While Flash on the iPhone and iPad certainly isn’t in the cards, it looks like it will be coming to Android even sooner than Google VP Andy Rubin said it would.
Mobile browser company Skyfire released version 2.0 today, which brings Flash video to Android along with a few other features.
The company says that it is aiming to create “the first Android browser built for the video-viewing generation but also the first mobile browser built for the Facebook generation, complete with a variety of social features” with this next version.
This new version will work on any Android version 1.6 and above and offers Flash video by transcoding it using the H.264 codec into HTML5 or into another format that your phone can understand. As the company noted in its email, “the HTML5 conversion is also promising as they intend to submit this product for iPhone fairly soon.”
Though, as we mentioned, we surely won’t be seeing native support for Flash on the iPhone, transcoding seems to be the way of Flash for mobile.

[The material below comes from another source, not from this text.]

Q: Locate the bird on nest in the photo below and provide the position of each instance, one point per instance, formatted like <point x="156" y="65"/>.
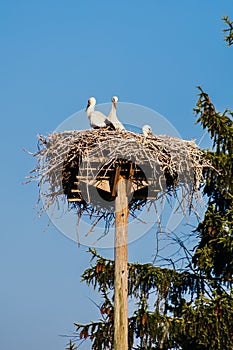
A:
<point x="113" y="115"/>
<point x="96" y="118"/>
<point x="147" y="130"/>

Skyfire transcodes video “in the cloud”, compressing video by about 70% much in the way that Opera boosts its speeds by utilizing its servers as proxy servers. Opera recently opened the doors to other browsers on the iPhone, so Skyfire on the iPhone may too be a reality soon.
In addition to bringing Flash video to Android before the OS adopted native support, the new version of Skyfire brings media recommendations based on user browsing habits and integrated social network sharing. But obviously, the big feature it’s hoping catches on is its Flash video transcoding.
Before you go getting too excited, just make a note of the fact that Hulu has already gone and blocked Skyfire from accessing its video, but the company notes that Skyfire should play a “vast majority” of Flash videos on the Web.